Despite having the largest surplus in state history, the Minnesota legislature is handing out much smaller rebates than originally promised.
Governor Walz originally proposed $1,000 tax rebates for single filers, and $2,000 for couples filing jointly. The final package approved by both the House and Senate calls for just $260 tax rebates, but provides additional relief elsewhere.
Next tax season, Minnesotans can expect to see a handful of cuts to their taxes, including a child tax credit of up to $1,750 per child, which begins phasing out for married couples with an annual income of $35,000, and $29,000 for single filers.
Most Minnesotans who receive social security would see an end to the taxes on it. Couples making under $100,000 per year would be exempt from the state tax on social security, and couples making more than $100,000 would begin to see incremental increases in taxes up to $140,000, at which point the normal tax rate would apply.
Renters and homeowners would see a one-time property tax refund of about 20%.
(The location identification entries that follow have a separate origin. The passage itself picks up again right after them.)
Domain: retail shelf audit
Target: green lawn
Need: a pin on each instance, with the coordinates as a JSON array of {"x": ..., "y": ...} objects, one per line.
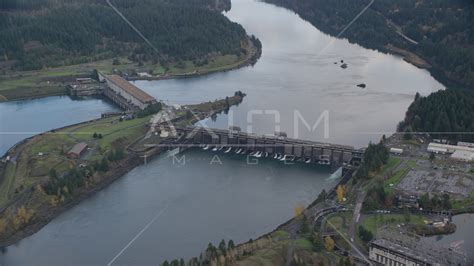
[
  {"x": 373, "y": 222},
  {"x": 303, "y": 243},
  {"x": 391, "y": 164},
  {"x": 395, "y": 179}
]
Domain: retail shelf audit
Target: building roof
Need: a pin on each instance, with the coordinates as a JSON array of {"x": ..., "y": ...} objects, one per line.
[
  {"x": 131, "y": 89},
  {"x": 78, "y": 148},
  {"x": 422, "y": 250},
  {"x": 463, "y": 155}
]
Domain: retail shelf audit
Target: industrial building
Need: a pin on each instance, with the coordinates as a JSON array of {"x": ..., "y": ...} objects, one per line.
[
  {"x": 124, "y": 90},
  {"x": 463, "y": 153}
]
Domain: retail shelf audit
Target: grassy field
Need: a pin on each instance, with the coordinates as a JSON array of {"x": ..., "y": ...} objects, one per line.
[
  {"x": 374, "y": 222},
  {"x": 52, "y": 81}
]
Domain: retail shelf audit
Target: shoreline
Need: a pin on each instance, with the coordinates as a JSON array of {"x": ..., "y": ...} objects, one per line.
[
  {"x": 46, "y": 212},
  {"x": 252, "y": 58}
]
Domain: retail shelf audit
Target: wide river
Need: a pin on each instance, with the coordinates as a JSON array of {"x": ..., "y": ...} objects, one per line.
[{"x": 165, "y": 210}]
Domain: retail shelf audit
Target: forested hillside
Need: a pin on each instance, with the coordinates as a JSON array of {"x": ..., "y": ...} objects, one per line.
[
  {"x": 45, "y": 33},
  {"x": 442, "y": 111},
  {"x": 441, "y": 32}
]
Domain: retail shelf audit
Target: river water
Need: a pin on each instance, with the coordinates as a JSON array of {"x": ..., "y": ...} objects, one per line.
[{"x": 164, "y": 210}]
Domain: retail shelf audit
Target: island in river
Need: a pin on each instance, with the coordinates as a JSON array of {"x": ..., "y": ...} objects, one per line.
[{"x": 49, "y": 173}]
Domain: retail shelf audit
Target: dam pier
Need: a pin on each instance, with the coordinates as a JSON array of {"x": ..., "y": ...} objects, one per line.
[{"x": 276, "y": 146}]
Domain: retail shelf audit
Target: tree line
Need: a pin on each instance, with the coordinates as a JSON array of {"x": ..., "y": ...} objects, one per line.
[
  {"x": 443, "y": 29},
  {"x": 448, "y": 114},
  {"x": 48, "y": 33}
]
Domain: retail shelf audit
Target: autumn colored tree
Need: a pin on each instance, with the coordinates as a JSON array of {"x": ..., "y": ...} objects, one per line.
[{"x": 329, "y": 243}]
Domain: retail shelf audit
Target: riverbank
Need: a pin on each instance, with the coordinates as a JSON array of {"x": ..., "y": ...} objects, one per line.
[
  {"x": 40, "y": 180},
  {"x": 52, "y": 82}
]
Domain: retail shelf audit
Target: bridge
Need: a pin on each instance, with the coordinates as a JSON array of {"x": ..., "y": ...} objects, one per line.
[{"x": 276, "y": 146}]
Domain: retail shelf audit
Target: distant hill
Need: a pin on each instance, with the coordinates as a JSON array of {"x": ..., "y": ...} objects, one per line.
[
  {"x": 439, "y": 31},
  {"x": 48, "y": 33}
]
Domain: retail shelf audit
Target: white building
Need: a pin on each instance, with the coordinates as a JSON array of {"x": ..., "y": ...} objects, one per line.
[
  {"x": 463, "y": 153},
  {"x": 466, "y": 144}
]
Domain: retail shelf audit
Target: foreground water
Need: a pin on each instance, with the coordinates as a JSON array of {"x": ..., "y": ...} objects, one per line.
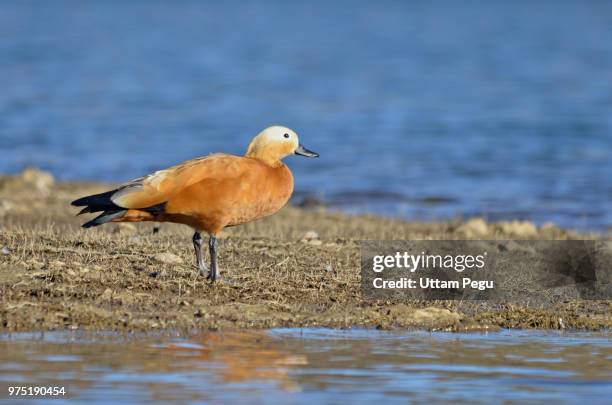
[
  {"x": 419, "y": 109},
  {"x": 306, "y": 366}
]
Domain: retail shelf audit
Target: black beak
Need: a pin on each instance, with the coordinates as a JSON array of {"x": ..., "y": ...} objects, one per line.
[{"x": 302, "y": 151}]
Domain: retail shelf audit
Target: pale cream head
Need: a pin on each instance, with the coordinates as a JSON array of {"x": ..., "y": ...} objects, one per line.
[{"x": 276, "y": 142}]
There are also tax increases, which Senate Republicans have criticized.
The Minnesota legislature is moving ahead with increasing the sales tax by 1% in the Twin Cities metro area to pay for road maintenance and housing improvements. It’s also looking at increasing the gas tax and adding a $0.75 flat fee for all deliveries.
With the legalization of cannabis, the legislature is also planning on taxing those sales at 10%.
Thirty-six municipalities will be able to put a proposed sales tax increase on their voting ballots. However, a moratorium requires they wait two years before implementing them.